With Ikhana, SRG team members effectively gather mission requirements, evaluate new and emerging technologies, integrate unique technologies into existing systems to provide innovative solutions, design and develop unique state-of-the-art technology for emerging systems, and support flight operations for long missions in remote and rural areas that require high levels of autonomy to reduce human operator workload.

Sensor types, including day-night, and long-duration surveillance experience, are applicable to border patrol missions and law enforcement operations such as illicit drug detection.

Ikhana will be flown primarily on Earth science missions under the Earth Science Capability Demonstrations project at NASA Dryden. It will also be used for advanced aircraft systems research and technology development. All of the aircraft’s airborne and ground control systems are mobile, making Ikhana ideal for remote studies.

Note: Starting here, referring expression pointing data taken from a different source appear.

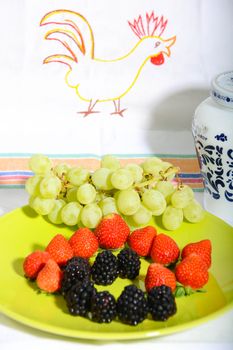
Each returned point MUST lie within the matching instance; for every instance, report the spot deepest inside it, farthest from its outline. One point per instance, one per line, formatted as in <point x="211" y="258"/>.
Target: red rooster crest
<point x="99" y="80"/>
<point x="154" y="26"/>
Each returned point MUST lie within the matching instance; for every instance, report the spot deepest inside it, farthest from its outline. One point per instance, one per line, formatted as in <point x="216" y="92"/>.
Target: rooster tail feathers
<point x="60" y="59"/>
<point x="73" y="31"/>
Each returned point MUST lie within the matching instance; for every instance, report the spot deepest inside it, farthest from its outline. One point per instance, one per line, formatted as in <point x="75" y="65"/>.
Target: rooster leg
<point x="118" y="109"/>
<point x="90" y="109"/>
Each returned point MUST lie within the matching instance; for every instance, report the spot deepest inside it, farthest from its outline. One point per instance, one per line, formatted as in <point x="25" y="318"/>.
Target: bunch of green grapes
<point x="76" y="196"/>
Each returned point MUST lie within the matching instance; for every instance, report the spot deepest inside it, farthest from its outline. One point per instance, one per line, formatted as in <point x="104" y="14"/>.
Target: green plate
<point x="22" y="232"/>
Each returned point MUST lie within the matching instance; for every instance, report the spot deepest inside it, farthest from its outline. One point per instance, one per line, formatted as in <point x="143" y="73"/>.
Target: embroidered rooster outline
<point x="74" y="32"/>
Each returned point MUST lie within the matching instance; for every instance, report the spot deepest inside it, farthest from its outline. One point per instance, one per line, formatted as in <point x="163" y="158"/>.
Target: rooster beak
<point x="168" y="43"/>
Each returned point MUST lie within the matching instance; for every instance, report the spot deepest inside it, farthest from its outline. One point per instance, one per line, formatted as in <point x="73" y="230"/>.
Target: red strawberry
<point x="192" y="272"/>
<point x="112" y="232"/>
<point x="84" y="243"/>
<point x="141" y="240"/>
<point x="49" y="278"/>
<point x="157" y="275"/>
<point x="34" y="262"/>
<point x="59" y="249"/>
<point x="201" y="248"/>
<point x="164" y="250"/>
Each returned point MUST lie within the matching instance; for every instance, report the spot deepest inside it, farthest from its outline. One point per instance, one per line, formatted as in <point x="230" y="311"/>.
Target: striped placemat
<point x="14" y="169"/>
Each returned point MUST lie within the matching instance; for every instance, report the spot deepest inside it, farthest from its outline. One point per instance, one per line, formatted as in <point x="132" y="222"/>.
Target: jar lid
<point x="222" y="89"/>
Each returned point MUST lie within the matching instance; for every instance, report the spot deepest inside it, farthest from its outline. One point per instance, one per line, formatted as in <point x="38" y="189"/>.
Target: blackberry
<point x="104" y="271"/>
<point x="128" y="263"/>
<point x="78" y="297"/>
<point x="103" y="307"/>
<point x="161" y="303"/>
<point x="76" y="269"/>
<point x="132" y="305"/>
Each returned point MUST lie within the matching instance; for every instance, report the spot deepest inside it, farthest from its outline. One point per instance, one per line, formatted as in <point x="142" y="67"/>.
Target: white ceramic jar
<point x="212" y="129"/>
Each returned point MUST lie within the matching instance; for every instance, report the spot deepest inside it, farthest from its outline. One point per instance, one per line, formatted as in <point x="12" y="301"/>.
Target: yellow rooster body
<point x="98" y="80"/>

Ikhana is instrumental in NASA’s need to collect data over day-night time cycles and over long distances in remote areas, which drives the need for a long-duration unmanned aircraft. This capability will overcome crew duty requirements that restrict piloted aircraft to 10 hours or less of mission duration.

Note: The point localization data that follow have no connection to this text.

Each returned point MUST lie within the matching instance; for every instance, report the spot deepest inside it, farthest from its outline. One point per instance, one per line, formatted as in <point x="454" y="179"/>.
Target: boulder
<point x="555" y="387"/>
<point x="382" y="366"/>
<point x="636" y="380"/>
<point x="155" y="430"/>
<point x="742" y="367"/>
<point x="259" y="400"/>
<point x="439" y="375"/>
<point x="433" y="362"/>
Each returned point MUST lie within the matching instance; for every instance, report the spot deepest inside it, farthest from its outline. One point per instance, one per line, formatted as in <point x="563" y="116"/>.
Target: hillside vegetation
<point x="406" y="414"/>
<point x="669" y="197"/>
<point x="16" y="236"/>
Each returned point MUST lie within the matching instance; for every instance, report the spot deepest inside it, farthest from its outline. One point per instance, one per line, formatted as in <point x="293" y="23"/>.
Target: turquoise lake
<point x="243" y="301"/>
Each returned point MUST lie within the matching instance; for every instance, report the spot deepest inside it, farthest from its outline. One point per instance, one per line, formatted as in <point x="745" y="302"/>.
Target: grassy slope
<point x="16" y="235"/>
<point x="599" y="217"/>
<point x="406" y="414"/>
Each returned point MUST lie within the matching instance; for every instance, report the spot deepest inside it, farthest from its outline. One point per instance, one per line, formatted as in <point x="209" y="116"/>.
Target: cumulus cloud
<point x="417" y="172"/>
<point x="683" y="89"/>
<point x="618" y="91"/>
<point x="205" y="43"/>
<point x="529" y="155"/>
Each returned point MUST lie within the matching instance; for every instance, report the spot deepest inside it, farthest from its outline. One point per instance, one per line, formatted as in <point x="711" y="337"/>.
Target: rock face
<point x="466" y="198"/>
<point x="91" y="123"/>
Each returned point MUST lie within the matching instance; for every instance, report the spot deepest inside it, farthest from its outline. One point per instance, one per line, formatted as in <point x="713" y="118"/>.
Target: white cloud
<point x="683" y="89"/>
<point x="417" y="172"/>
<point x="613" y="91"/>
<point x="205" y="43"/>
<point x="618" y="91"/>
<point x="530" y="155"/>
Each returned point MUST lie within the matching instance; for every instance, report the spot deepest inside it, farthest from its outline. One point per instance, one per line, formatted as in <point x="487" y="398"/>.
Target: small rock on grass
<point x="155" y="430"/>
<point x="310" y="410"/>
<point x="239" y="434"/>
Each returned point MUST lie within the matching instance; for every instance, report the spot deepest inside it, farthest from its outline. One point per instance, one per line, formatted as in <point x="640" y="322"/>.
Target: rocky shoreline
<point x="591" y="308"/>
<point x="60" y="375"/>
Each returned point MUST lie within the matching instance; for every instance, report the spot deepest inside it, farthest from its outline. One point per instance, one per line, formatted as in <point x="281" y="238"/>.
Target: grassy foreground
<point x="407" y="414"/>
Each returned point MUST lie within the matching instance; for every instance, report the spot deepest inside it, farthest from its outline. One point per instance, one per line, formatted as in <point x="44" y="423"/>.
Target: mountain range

Unmanned aircraft are also more suitable for remote missions in rural or remote regions where the lack of nearby emergency landing locations increases the risk for piloted missions.

 

Significant Accomplishments:
This SRG initiative has achieved the following:
  • Designed, developed, and tested a third generation flight control computer known as the Airborne Research Testbed System (ARTS III); and
  • Designed, developed, and tested a ground control station that enables a ground-based human operator to have full authority control of the aircraft, or to engage autonomous systems when desired to provide operator workload relief for common flight tasks.